Мы прошли дальше по коридору и еле втиснулись вдвоем в крохотную комнатушку. Пара столов, придвинутых навстречу друг другу, забивала пространство от стенки до стенки. Справа от входа был стеллаж, напротив окно.
– Пока, Боря, садитесь здесь. Вот вам бумага, пишите заявление… Примерно так: генеральному директору производственного объединения… Прошу принять меня на работу в центральную лабораторию в качестве инженера группы механических испытаний… Число… Подпись… Подождите, я сейчас схожу за визой к Наталье Геннадьевне…
Вилен вышел, а я ждал спокойно, разглядывая бумаги на столах, картонные папки, спрессованные на стеллажах, какой-то чугунный корпус, пылившийся в углу. В соседней комнате снова взвыл пульсатор, выкарабкиваясь на режим. Вот тебе и завод, вот тебе и служба, подумал я. Не слишком меня сюда тянуло, да вот, однако же, пришлось и наведаться…
Мне все-таки нашли и стол, и место под него, но не в укромном закутке Вилена, а как раз в том самом зале, где день-деньской надрывался, пыхтя и пыхая, наш любимый пульсатор. Я обрадовался, что есть, что большой, деревянный и двух-тумбовый. Втроем, с карщиком и бригадиром слесарной группы, мы в три приема – две тумбы и столешница – перетащили родимого через корпуса цилиндров, выступающие из-под пола зелеными полусферами, и собрали его за двустворчатым шкафом параллельно зарешеченному окну. Водила сразу уехал за образцами, а командир Саша, прозванный любовно «дядюкалой», ненадолго отлучился и притащил здоровенный квадрат, выпиленный из десятимиллиметрового оргстекла. Пристроил аккурат по центру моего рабочего места и подсунул снизу рабочий табель-календарь на остаток текущего года: «Все… Давай руководи, выдумывай».
Я пристроился на своем первом рабочем месте, разложил по порядку папку с подколотыми инструкциями внутреннего безопасного распорядка, папку с руководящими техническими материалами, две папки с тесемочками, по которым были разложены бумажки, касающиеся работы того чудища, что бухало у меня за спиной. Там еще – имею в виду с той стороны шкафа – переговаривались два разнополых голоса, но я не вслушивался, а, напротив, сосредотачивался на диковинном ощущении. Это я, Господи, сижу перед тобой усталый, заклеванный, но довольный – я, Боря Гомельский, инженер группы механических испытаний центральной лаборатории производственного объединения имени…
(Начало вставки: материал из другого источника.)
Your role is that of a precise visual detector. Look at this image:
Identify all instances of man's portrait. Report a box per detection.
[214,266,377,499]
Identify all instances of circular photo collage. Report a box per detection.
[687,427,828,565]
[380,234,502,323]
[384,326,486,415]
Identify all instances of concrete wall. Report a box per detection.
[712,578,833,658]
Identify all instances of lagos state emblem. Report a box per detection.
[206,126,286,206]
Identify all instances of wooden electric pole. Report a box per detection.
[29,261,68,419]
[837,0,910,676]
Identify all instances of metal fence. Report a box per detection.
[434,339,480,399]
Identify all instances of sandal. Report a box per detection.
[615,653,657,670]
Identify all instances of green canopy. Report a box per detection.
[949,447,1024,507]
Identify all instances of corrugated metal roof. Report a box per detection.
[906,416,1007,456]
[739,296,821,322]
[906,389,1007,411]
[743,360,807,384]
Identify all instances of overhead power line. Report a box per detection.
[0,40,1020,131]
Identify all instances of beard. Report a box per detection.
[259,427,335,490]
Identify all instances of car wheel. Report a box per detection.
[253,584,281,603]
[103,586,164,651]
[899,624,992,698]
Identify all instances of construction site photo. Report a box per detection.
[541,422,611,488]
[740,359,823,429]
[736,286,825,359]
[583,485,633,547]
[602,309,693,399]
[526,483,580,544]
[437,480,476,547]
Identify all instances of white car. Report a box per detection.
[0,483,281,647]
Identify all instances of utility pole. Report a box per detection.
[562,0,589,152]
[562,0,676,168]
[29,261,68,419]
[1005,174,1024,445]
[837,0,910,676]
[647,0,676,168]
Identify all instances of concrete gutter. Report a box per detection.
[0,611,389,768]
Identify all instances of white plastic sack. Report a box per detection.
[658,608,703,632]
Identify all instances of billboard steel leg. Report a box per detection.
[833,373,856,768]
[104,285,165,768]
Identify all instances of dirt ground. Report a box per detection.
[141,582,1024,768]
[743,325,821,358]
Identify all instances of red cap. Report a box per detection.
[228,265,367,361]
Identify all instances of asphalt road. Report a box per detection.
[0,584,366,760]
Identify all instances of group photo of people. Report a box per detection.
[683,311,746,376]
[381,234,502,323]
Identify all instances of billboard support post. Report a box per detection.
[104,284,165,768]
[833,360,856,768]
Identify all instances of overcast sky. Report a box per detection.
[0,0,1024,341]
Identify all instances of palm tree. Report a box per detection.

Как раз в этот определяющий момент агрегат за моей спиной взвыл и затрясся.
Не знаю уж сколько децибелов выдавал, выйдя на режим, пульсатор, но помню, что даже вне здания его визг отчетливо слышался из-за стен, летел над заводом и только по ту сторону первого проезда терялся совершенно, увязая в смеси вовсе ни с чем не сообразных звуков, что выпирала из чугунной литейки. Можете судить, каково же приходилось мне, обосновавшемуся прямо внутри этого устройства.
Два дня я просидел бездарно, пялясь в окно и зажимая голову руками, а где-то на третий день из-за шкафа выглянула Мира Михайловна, наш завхоз, и протянула мне пару громоздких наушников с широченными пухлыми чашками. Я тут же нахлобучил их и несколько успокоился. Думать я еще не пробовал, но за чтение уже пора бы и приниматься. Оставалась еще вибрация, но с ней я почти смирился.
Инженер механических испытаний – так официально именовалась моя должность. И я уже был не просто самостоятельная единица, а руководитель группы. Пусть небольшой по составу, но достаточно важной. Вы же понимаете – или хотя бы попробуйте догадаться, – что конструкторов и технологов в первую очередь интересуют именно прочность и надежность металла и всего сложного сооружения.